A day after stone-throwing mobs stormed government buildings to underline their demand that Akayev resign, both sides in the nation's tense standoff appeared intent on re-establishing calm.
Politics in Kyrgyzstan are heavily clan-based, and Akayev, a northerner, has strong support there. If the fractured opposition in the south coalesced enough to carry protests across the mountain range bisecting the country and toward Bishkek, the capital in the north, tensions could increase significantly in a strategically important country where both the United States and Russia have military bases.
Protests against Akayev began after the first round of parliamentary elections on Feb. 27 and swelled after the March 13 runoffs that the opposition and the Organization for Security and Cooperation in Europe said were seriously flawed.
Akayev, 60, is prohibited from seeking another term, but the opposition has accused him of manipulating the parliamentary vote to gain a compliant Legislature that would amend the Constitution to allow a third term. Akayev has denied that.
However, the new Parliament convened Tuesday, indicating that Akayev was unwilling to give credence to complaints that the election was unfair.
In an address to Parliament a day after protesters took control of Osh, the country's second-largest city, and several other towns, Akayev said the protesters' actions were "a direct threat to the people and the government. The opposition is directed and funded from outside."
Akayev previously has alleged that opposition forces were getting international funding, an echo of allegations that uprisings in Ukraine and Georgia in 2003 and 2004 were Western-backed.
In a later address to the nation, Akayev said talks with the opposition were possible, but "the mandatory requirement before we can start talks with those who have organized all illegal actions is restoration of legal order and the work of government agencies."

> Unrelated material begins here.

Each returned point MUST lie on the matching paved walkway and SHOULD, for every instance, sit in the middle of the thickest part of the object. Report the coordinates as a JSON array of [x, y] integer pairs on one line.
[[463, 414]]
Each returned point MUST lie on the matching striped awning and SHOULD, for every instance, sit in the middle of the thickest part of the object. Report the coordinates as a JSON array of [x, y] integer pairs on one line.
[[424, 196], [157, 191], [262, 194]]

Earlier in the day, his spokesman, Abdil Seghizbayev, described the protests as part of a criminal attempt to seize power. "Criminal elements connected to the drug mafia are in complete control of the situation in Osh and Jalal Abad and are struggling to gain power," Seghizbayev said, referring to two southern towns that have seen riots. Osh is a major transit point for drugs from Afghanistan and Tajikistan.
The United States operates a military base, used for refueling planes in Afghanistan, outside Bishkek, about 300 kilometers, or 200 miles, north of Osh. The Russian base, named Kant, is 20 kilometers east of Bishkek.
Akayev was long regarded as the most reform-minded leader in ex-Soviet Central Asia, but in recent years he has shown an increasingly authoritarian bent. In 2002, his reputation was tarnished after the police killed six demonstrators who were protesting the arrest of an opposition lawmaker.
Russia has condemned the recent protests, with its Foreign Ministry saying "extremist forces" must not be allowed to undermine the Kyrgyz government.
The police and opposition representatives began joint patrols in Osh on Monday night, said Colonel Ermekbai Kochorov, chief of the financial department of the city's police. Despite speculation that he would introduce emergency rule, Akayev said he was "fully committed to not taking such measures."
Seghizbayev also claimed protesters had seized weapons when they stormed a police station in Jalal Abad. "The only wise move for the government at the moment is not to enter a confrontation," he said.
In Bishkek, several busloads of Interior Ministry troops and riot police were guarding the main square, next to the president's office and other government buildings, where several hundred pro-Akayev demonstrators gathered.